Re: Various unprotected accesses to buf and vnode

From: Konstantin Belousov <kostikbel_at_gmail.com>
Date: Tue, 31 Aug 2021 14:44:42 UTC
On Tue, Aug 31, 2021 at 10:59:26AM +0200, Alexander Lochmann wrote:
> On 29.08.21 00:29, Konstantin Belousov wrote:
> > Ok, I see some call sequences (?), but again all of them are ffs_write()
> > (one is ext2_write) calling into cluster_write().  There the buffer lock
> > is owned.
> > 
> > Show me the specific call sequence where it is not.
> Who owns the buffer lock at that point? Has its ownership been
> transferred to the kernel?
> Do you know where the buffer lock is acquired?
> 
> According to our data, the buffer lock of the current accessed buffer is
> not owned.
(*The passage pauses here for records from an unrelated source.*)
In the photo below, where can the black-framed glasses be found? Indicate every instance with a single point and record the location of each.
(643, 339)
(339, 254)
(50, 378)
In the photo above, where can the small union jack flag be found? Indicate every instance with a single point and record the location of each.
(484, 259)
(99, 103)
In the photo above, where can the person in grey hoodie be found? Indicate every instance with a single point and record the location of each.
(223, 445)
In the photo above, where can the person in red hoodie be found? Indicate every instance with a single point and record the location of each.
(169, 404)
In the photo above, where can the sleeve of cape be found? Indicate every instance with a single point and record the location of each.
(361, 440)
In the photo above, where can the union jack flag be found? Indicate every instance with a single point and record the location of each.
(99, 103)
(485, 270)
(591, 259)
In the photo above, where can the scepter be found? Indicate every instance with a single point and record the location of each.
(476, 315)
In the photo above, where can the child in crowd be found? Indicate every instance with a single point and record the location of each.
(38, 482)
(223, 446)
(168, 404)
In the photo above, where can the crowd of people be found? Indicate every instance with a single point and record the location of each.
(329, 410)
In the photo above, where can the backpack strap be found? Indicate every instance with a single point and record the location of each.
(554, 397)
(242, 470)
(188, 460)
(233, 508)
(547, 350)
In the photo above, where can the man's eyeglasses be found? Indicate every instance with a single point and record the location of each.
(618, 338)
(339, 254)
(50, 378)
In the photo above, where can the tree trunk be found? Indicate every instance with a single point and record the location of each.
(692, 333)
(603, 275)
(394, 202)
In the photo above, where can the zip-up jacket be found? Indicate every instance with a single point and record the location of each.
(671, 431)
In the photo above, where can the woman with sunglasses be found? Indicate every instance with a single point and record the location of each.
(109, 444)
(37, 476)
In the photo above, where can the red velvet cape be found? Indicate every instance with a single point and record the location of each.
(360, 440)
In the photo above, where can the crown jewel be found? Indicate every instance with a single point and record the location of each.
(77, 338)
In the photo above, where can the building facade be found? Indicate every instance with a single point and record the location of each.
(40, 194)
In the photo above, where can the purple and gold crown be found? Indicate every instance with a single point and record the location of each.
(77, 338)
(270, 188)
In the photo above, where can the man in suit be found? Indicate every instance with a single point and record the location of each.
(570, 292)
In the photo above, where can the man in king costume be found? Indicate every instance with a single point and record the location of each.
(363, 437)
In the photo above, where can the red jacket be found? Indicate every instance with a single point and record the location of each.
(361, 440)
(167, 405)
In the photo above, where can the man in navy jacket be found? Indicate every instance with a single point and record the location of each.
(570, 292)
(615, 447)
Otherwise, there would an entry like this
> 'EMBSAME(buf.b_lock[w])'.
> So in all of those call sequences the buffer lock is not acquired.
> However, I'd not rule out that our tooling could be broken as well.
Buffer is locked inside UFS_BALLOC(), which returns it to the ffs_write()
use.

> 
> > Ah, yes, the calls from lookup and open would be with the shared lock.
> > Still, we lock the vnode interlock to avoid double-allocating the v_object
> > object, so it is fine.  Some mode of the vnode lock is required nonetheless,
> > because otherwise we might miss reclaim which guarantees that v_object 
> > is freed.
> > 
> I see. Does this rule apply to all fields for which the vnode lock is
> the designated lock?
Which rule?

We just need to provide some mutual exclusion rules, while satisfying the
requirements of the lock hierarchy ordering to avoid deadlock.  If we
can guarantee that specific field is always modified while owning the
vnode lock exclusively, fine.  If we only own the vnode lock shared,
typically vnode interlock provides the exclusivity for access.
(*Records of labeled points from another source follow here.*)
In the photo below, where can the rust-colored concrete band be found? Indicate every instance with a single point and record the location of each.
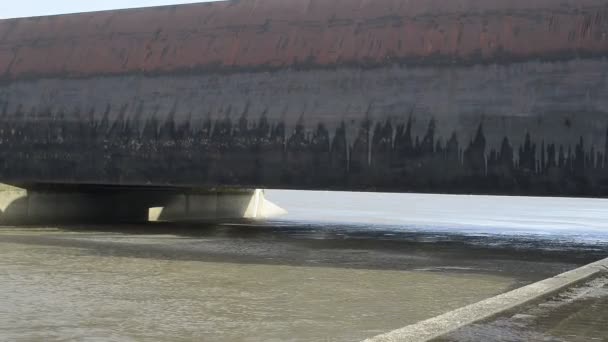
(268, 34)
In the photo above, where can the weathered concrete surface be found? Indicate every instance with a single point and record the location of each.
(98, 205)
(448, 322)
(246, 204)
(501, 97)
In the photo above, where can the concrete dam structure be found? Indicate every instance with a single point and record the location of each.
(441, 96)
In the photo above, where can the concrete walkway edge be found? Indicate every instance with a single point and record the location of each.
(440, 325)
Read e.g. sys/ufs/ufs/inode.h gerald comment above struct inode definition.
It provides more detailed exposure.

> From a different angle:
> The documentation says about bo_object: ''v' is the vnode lock which
> embeds the bufobj.'.
> Does 'the vnode lock' mean a specific lock, or a group of locks?
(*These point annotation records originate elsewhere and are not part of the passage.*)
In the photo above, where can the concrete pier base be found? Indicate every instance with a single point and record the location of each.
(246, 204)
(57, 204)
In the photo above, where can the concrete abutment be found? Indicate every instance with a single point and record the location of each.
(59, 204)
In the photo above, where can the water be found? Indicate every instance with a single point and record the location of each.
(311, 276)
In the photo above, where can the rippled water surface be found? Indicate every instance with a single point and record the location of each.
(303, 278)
Vnode lock is a lock obtained with vn_lock().  It is up to filesystem
to implement VOP_LOCK() which locks the vnode.

Default VOP_LOCK() locks vp->v_vnlock, which again by default points
to &vp->v_lock.

There are several special cases.  For instance, for FFS and snapshot vnodes,
v_vnlock points to the snapdata->sn_lock (snapdata is unique per FFS mount).
For nullfs non-reclaimed vnodes, v_vnlock points to the lower vnode lock.